オタクが全員、ゲーセン通いの音ゲーマーなわけないだろ
ともかく、そうしてついて行くと辿り着いた場所は、なんとゲームセンターだった。それも、この辺りではそれなりに大きいビルに入っているゲーセンで、上の階に行けば、カラオケもボーリングも出来るし、なんなら小さいがシネコンもある。
割と好きなことをして楽しめる場所なのだが、プリン頭のお目当てはやはり、ゲームセンターらしい。
中に入るや否や、目を光らせて音ゲーの筐体へとまっしぐら。俺が一緒にいることも忘れている様子だ。
これならプリン頭がゲームに没頭している間に、黙って立ち去ることも出来そうである。
「アンタも来なさい」
と思ったが、そんなことはなかった。
指示に従って、プリン頭の側に寄ると、彼女は自分の立っている横の筐体を指さした。
やれ、ということらしい。
「俺、音ゲーとかほとんどやったことないんだけど」
「はあ? マジ?」
「マジだ。そもそもゲーセンには付き合い程度でしか来ない」
付き合いというのはもちろん木津だ。それでも、あいつと一緒に来る時も、レースゲーや格ゲー、クレーンゲームをするのが主で、音ゲーを一緒にやったことはない。
「オタクっぽいから音ゲーやってると思ったのに……」
「オタクが全員、ゲーセン通いの音ゲーマーなわけないだろ……」
昔はともかく、昨今だと、どちらかと言えば、明るい奴らの方が人口多そうじゃない?
てか何、俺そんな理由で連れて来られたの?
深刻そうな雰囲気だから、何かあるのかと思ったらこれかよ。無視すりゃよかったかな。
「ま、いいわ。とりあえず、付き合いなさい」
「へいへい」
「だから、はいは一回! あと、そのだらしない返事やめて」
「えぇ……」
何こいつ。無理矢理ゲーセンに連れて来ておいて、なんでこんなに偉そうなの?
まあ、やれと言うならやるけどさ。
不満はありながらも彼女の隣に立って、財布から百円玉を取り出して、投入口に入れると、チュートリアルが始まった。
まあ、一度だけ似たようなゲームをやった事があるから、流れで操作説明を済ませて、いよいよ本番となったところで、ひょっこりと隣のプリン頭が顔を出した。
「操作わかる?」
「わからん」
「じゃ、アタシやるから」
そう言って、画面を操作していく。
なんか色々とやっているが、さっぱりわからない。設定とか開いて、色々とやっているのは分かるが、興味が無いから覚える気はなかった。
「はい、出来た。まあ、プレイに関しては教えるよりもやってみた方がいいと思うから、わかんないことあったら後で聞いて」
「いや、まあ、うん」
どうでもいいので、聞く気はなかった。
さて、どんな感じなのかなと、割と気楽に眺めていると、とんでもない数の光る物体が現れる。慌てて、チュートリアルで学んだ通りの操作をするが、コンボはほとんど繋がらない。そもそも、腕が動かない。いったいどうやったら、この光る物体を満足に消すことが出来るのだろう。音に乗るとか、そういうレベルじゃなくない? これ?
早々に諦めた俺は、隣はどうなのだろうかと思って、こっそり視線を向けると、そこにはよく分からん動きで、華麗に光る物体を消し去るプリン頭がいた。

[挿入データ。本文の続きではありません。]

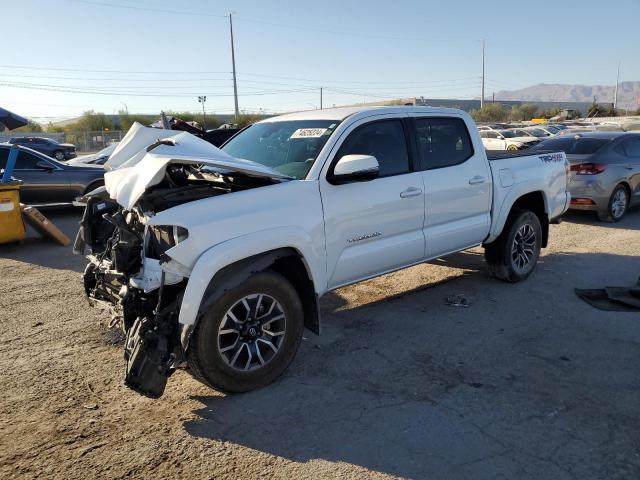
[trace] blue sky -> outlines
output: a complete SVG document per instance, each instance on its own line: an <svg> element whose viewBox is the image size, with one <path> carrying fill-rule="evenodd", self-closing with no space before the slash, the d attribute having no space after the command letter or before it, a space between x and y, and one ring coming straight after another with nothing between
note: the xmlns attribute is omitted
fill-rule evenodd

次から次へと消えていく物体と、生き生きとした表情のプリン。なんか、最後で一気に間抜けっぽくなったが、真似できないと思った。動きも、髪も。
いや、マジでどうなってんのそれ? 同じ人間か?
そのまま呆然とその様子を眺めている間に、曲が終わり、スッキリとしながらも、どこか不満を滲ませるような様子で、フルコンが云々、オールパーフェクトが云々と、ぶつぶつ呟いている。
もう完全に自分の世界に入っていらっしゃるので、大変申し訳なく思いはしたのだが、さっさとこの状況から抜け出したかった俺は、彼女に話しかける。
「これで終わりか?」
「あと二曲出来るわ。やるわよ」
なんだか知らんがやる気を滲ませた様子のプリン頭に、まだやらなきゃならんのか、と肩を落とした。